Les morts sont des citoyens comme les autres

La mort, objet politique

Les morts ont généralement le mauvais goût de ne pas voter, hormis dans quelques localités où leur excès de civisme leur a parfois valu de défrayer la chronique. Mais un corps civique se définit aussi par son rapport à « ses » morts, et à « la » mort. Comme l’enfance, l’âge ou la maladie, la mort est aussi un état social, elle crée des obligations et des liens, est associée à des pratiques porteuses de valeurs. Les vivants sont obligés envers les morts comme les adultes envers les enfants ou les valides envers les malades : c’est à cette aune-là qu’on mesure aussi la part d’humanité d’un groupe. L’organisation des mœurs civiles, qui trouve notamment à s’incarner dans l’état civil, incombe à la République, à plus forte raison sous un régime laïque, qui fait du maire le premier officier d’état civil de sa commune. Pour que la République soit universelle à l’intérieur, c’est-à-dire pour qu’elle réalise l’égale liberté des citoyens sous les lois qu’ils se sont eux-mêmes dones, il faut que la mort, comme la naissance, l’enfance, la maladie et l’âge, soit du ressort de la collectivité politique. C’est ce qui a conduit le législateur, en 1905, à achever la laïcisation des cimetières en mettant fin à la pratique des carrés confessionnels. Dès l’année précédente, le Parlement avait institué le monopole municipal sur les pompes funèbres.

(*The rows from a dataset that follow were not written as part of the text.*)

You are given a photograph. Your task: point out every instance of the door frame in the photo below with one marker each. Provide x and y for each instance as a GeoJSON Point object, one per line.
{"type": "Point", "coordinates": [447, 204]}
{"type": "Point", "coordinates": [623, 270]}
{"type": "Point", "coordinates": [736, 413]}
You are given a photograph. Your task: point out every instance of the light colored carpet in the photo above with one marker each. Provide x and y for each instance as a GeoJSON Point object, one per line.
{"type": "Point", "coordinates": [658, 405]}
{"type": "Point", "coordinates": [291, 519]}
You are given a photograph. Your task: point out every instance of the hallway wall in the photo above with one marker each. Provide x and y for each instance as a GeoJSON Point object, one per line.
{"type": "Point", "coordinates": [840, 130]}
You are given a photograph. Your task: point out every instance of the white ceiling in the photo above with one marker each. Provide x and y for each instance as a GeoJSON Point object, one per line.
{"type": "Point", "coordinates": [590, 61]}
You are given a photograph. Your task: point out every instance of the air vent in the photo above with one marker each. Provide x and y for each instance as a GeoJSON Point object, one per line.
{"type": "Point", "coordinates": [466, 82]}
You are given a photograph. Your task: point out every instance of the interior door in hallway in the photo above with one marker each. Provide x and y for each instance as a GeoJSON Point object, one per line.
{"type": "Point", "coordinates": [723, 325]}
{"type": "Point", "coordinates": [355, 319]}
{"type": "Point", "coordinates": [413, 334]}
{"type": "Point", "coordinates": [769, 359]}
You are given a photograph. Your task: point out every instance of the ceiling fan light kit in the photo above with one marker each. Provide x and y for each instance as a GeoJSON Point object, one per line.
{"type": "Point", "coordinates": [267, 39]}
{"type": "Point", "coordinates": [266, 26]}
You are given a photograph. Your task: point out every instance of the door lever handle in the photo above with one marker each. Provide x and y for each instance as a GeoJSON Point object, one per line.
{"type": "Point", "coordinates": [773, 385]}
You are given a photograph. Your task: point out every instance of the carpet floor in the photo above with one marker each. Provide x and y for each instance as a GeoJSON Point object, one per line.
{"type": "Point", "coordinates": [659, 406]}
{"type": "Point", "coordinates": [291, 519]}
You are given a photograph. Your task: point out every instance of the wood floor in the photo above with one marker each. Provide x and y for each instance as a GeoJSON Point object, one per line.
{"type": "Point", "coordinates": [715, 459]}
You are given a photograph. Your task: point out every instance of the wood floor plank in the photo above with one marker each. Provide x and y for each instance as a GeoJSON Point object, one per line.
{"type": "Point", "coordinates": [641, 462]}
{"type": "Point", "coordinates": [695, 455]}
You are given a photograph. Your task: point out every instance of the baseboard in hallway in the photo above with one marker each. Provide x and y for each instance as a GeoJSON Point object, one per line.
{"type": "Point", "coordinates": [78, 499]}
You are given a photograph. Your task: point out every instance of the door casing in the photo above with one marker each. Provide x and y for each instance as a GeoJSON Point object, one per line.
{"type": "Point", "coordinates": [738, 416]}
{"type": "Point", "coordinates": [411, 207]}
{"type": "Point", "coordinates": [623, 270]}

La « Tombe aux Mains » de Ruremonde, symbole de la mort à l’âge de la ségrégation confessionnelle.

Marchands de mort

À bien des égards, ce monopole a toujours été fictif, car les communes ont toujours eu la possibilité de ne pas se doter de régies municipales de pompes funèbres et de procéder à une concession ou une délégation de leur monopole à une entreprise privée, le plus souvent les Pompes Funèbres Générales, créées en 1844 et historiquement liées à la Lyonnaise des Eaux. Cela nous rappelle au passage l’importance de la différence entre « service public » et « opérateur public ». Mais même dans ce cas, il n’y avait qu’un opérateur de pompes funèbres par commune, et ses activités étaient encadrées par la collectivité. En 1993, la loi a mis fin à ce principe de monopole communal, et au 1er janvier 1998, toutes les communes de France avaient basculé vers un régime de concurrence, même si certaines régies municipales ont été maintenues, voire peuvent encore être créées. Les PFG restent leaders du marché, mais deux autres géants ont émergé : « Le choix funéraire », dont le nom dit finalement bien l’adhésion au principe de concurrence, et « Roc-Eclerc », dont on se contentera de relever qu’il a été créé par le groupe de supermarchés Edouard Leclerc. Comme toujours lorsqu’un service public est démantelé, les associations de consommateurs et la presse se sont vite fait l’écho d’une hausse des tarifs, parfois dissimulée derrière une augmentation des « services » et « prestations » plus ou moins utiles et plus ou moins consentis par les clients. Car malgré les devantures sirupeuses des marchands de mort, il n’y a plus guère d’ « usagers », mais bien des clients, à qui on propose diverses gammes de services. Les personnes âgées, surtout isolées, sont ciblées par des publicités dans la télévision ou la presse magazine, qui les invitent à souscrire des contrats obsèques auprès d’assureurs, lesquels assureurs sont eux-mêmes souvent associés à un des grands opérateurs de pompes funèbres. L’opération ressemble finalement souvent beaucoup à du rabattage de clients pour les pompes funèbres et à un partage des bénéfices avec les assureurs, au détriment du futur mort, qui se révèle souvent financièrement perdant.

L’inégalité économique devant la mort

A l’inverse, les personnes modestes, si elles sont isolées, sont vouées au sort des indigents… sous réserve que la mairie de leur commune de résidence accepte de prendre en charge les frais, ou le rapatriement du corps depuis l’hôpital. Or certaines renâclent, ce qui donne lieu à des situations parfaitement inhumaines. De la même manière, les personnes sans domicile fixe sont parfois traitées en parias jusque dans la mort, et tributaires de l’action d’associations comme Les Morts de la Rue pour avoir des funérailles un tant soit peu dignes.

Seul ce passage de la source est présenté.